Certainly, there’s a constellation of cocktails in which vermouth plays the starring role. Yes, it embellishes a martini, completes a manhattan and gives a negroni its strut. But it’s much more than a fusty old bottle to be dug out from the back of the drinks cabinet at cocktail time. It’s an aperitif with depth and versatility, one that rewards being drunk neat or as a long, refreshing drink with soda water and a lemon wedge.
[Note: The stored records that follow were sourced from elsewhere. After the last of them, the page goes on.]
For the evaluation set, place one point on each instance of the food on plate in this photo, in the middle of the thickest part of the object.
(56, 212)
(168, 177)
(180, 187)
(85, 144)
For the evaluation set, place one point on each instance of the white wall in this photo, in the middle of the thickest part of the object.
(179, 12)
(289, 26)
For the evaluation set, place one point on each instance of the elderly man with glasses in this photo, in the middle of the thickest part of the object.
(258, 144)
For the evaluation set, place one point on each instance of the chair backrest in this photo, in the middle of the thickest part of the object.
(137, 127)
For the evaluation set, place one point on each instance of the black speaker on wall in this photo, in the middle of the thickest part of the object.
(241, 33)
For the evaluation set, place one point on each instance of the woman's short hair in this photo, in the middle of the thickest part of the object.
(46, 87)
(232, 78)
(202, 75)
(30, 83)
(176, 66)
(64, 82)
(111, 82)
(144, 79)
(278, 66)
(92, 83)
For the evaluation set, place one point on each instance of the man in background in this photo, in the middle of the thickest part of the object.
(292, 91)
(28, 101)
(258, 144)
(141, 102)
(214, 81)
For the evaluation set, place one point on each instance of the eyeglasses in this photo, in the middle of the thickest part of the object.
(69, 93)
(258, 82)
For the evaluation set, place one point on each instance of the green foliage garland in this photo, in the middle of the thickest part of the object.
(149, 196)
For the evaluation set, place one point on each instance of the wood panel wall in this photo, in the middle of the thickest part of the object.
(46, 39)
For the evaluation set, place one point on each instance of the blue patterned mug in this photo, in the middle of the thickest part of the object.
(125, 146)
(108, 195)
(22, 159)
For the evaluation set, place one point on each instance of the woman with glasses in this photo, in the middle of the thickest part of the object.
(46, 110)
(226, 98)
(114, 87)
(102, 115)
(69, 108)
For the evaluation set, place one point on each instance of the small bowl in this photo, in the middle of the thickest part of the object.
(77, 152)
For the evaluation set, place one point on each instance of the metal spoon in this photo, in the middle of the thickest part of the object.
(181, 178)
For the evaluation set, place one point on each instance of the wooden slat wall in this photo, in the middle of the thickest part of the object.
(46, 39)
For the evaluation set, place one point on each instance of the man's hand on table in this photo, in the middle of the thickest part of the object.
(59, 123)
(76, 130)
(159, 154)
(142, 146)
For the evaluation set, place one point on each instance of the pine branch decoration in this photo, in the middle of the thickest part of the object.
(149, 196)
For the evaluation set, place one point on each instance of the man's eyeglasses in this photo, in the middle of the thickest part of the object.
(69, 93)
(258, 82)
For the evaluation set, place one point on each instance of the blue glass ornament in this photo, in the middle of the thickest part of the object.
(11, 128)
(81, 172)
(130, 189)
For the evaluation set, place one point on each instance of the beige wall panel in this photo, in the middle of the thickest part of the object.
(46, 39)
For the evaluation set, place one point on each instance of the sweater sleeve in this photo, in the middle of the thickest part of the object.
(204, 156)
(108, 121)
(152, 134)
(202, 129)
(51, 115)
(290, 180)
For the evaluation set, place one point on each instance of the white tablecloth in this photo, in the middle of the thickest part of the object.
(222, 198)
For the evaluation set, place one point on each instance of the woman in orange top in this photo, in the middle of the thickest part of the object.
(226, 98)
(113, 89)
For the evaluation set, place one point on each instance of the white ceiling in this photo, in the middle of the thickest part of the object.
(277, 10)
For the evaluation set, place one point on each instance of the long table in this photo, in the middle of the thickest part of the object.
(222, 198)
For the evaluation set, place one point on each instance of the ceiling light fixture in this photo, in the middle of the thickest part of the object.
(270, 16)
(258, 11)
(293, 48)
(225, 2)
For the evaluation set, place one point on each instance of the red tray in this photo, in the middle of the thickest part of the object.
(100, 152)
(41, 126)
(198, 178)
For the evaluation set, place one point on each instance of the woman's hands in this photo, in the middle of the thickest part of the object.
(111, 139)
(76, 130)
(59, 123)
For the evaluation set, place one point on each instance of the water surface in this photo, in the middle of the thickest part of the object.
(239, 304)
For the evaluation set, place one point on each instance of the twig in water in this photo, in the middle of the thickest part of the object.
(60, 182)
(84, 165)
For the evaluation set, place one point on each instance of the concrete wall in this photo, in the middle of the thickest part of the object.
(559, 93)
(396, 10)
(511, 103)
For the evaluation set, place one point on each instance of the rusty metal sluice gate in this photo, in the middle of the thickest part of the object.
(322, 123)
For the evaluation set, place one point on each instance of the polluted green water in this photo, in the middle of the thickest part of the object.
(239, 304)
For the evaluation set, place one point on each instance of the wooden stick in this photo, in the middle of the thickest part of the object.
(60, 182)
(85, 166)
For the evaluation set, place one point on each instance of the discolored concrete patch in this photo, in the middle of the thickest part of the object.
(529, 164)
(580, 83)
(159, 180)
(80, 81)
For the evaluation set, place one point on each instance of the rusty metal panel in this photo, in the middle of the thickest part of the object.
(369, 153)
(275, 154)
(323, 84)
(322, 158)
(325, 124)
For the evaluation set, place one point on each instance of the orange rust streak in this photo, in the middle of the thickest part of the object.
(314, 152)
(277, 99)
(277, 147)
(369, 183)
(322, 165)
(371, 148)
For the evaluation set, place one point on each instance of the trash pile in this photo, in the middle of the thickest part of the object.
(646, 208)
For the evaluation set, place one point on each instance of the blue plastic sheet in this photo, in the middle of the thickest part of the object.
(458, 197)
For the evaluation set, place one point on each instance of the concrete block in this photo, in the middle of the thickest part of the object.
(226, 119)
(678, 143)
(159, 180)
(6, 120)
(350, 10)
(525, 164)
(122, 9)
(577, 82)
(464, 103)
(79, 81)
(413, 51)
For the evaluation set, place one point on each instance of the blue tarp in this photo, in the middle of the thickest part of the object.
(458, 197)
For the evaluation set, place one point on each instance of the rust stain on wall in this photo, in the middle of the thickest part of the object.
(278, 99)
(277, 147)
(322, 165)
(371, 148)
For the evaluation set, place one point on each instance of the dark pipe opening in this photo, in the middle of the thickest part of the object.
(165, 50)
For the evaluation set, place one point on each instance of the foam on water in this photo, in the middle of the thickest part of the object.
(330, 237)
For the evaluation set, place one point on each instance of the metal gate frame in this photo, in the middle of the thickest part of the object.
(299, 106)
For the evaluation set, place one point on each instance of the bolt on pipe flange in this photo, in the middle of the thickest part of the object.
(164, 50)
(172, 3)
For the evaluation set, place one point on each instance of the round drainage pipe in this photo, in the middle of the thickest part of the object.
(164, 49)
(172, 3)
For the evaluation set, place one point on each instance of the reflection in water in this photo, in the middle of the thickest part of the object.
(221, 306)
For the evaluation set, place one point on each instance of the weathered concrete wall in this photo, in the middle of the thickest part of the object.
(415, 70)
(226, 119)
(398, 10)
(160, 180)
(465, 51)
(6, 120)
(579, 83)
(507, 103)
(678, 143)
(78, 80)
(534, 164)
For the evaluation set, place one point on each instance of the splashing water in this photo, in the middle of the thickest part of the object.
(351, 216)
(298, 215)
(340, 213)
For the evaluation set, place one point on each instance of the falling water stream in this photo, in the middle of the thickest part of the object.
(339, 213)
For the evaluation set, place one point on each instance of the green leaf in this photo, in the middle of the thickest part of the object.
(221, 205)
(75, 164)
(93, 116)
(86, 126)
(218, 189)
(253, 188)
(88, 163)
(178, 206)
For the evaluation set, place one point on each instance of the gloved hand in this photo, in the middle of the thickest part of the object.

Sounds great. But what is it?
A fortified, aromatised wine. Fortified wines are essentially turbo-charged with a grape spirit such as brandy, while aromatised means flavoured with botanicals and spices. Vermouths can be either dry (like many French varieties) or sweet (Italian style), and almost all of them start out as white wine, with the sweet, red varieties flavoured and coloured with caramel. You’ll also find gentian, quinine, juniper, marjoram and coriander in there, depending on the proprietary recipe for particular brands.

So where do I start?
As cocktail culture has continued to boom, vermouth’s star has risen commensurately. The majority of well-known vermouths are from France and Italy. Examples include Dolin and Noilly Prat, both excellent dry French vermouths for sipping neat or in martinis. If you’re looking for a really good Italian bottle, try Antica Formula, which has a rich, almost chocolatey taste.

Anything closer to home?
A small number of British vermouths have begun production. North London distillery Sacred Spirits makes a punchy red vermouth that goes hard on the spices and is perfect for a post-dinner tipple. Blackdown Silver Birch vermouth is an elegant, floral drink made from the sap of the silver birch trees fringing the distillery in West Sussex. You could even make your own vermouth at home with leftover wine, seasonal botanicals and a splash of brandy. Don’t forget to refrigerate after opening.
Or you could just drink it quickly and liberally.

Where to try it

La Vermuteria del Tano, Barcelona
This unassuming bar serves vermouth alongside plates of cuttlefish and anchovies.

Mele e Pere, London
This place produce its own homemade vermouth, as well as serving a massive selection of European varieties.

Moonshiner, Paris
Set up behind a pizza parlour in Roquette and accessed through a meat locker, this speakeasy serves arguably the best wet martini in Paris.

Published in Issue 6 of National Geographic Traveller Food.